Pourquoi? parce qu’elle était déjà bien remplie dès son jeune âge . . .
C’était en quelque sorte, comme un fardeau qu’il traînait . . .
Cela avait pour effet secondaire de  laisser un espace plus ou moins long, dans le champ de ses pensées, de ce qui de ses souvenirs, le reliait à ses amies, sa famille, vous, moi, le premier venu. . .
Régulièrement, il rendait visite à son psychiatre, qui lui avait, avec plus ou moins d’habileté, soufflé l’idée de conserver ses souvenirs par écrit, dans un endroit sûr.
Ses années de soins, lui avaient fait comprendre le large panel que touche la clientèle des médecins de l’âme . . .

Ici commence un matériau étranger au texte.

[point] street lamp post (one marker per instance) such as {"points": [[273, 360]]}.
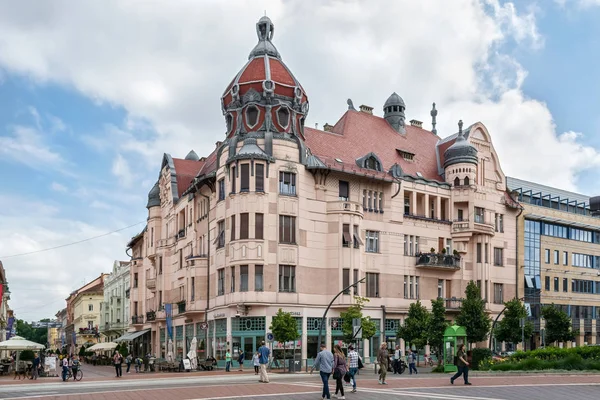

Il y a les simples d’esprit, les bons à rien, les malades de longue durée ( parfois depuis l’enfance), ceux qui ont une situation familiale mais pas vraiment d’emploi, ceux qui ont eux une situation professionnelle, et parmi ceux-là, ceux qui veulent dominer, ceux qui veulent être dominés, ceux qui en sont fiers, ceux qui ont peur que cela se sache, ceux qui sont sûrs de guérir un jour, ceux qui sont sûrs que cela va les tuer, ceux qui pensent que le médecin est plus malade qu’eux, ceux qui voient en leur médecin une menace physique, ou d’adultère, ceux qui espèrent les séduire, ceux qui espèrent qu’on les oublie, . . .

En fait, la liste est incomplète, je vous laisse le soin de l’agrandir à votre guise, il est souvent mieux je pense, de se situer, et de savoir que cela peut changer.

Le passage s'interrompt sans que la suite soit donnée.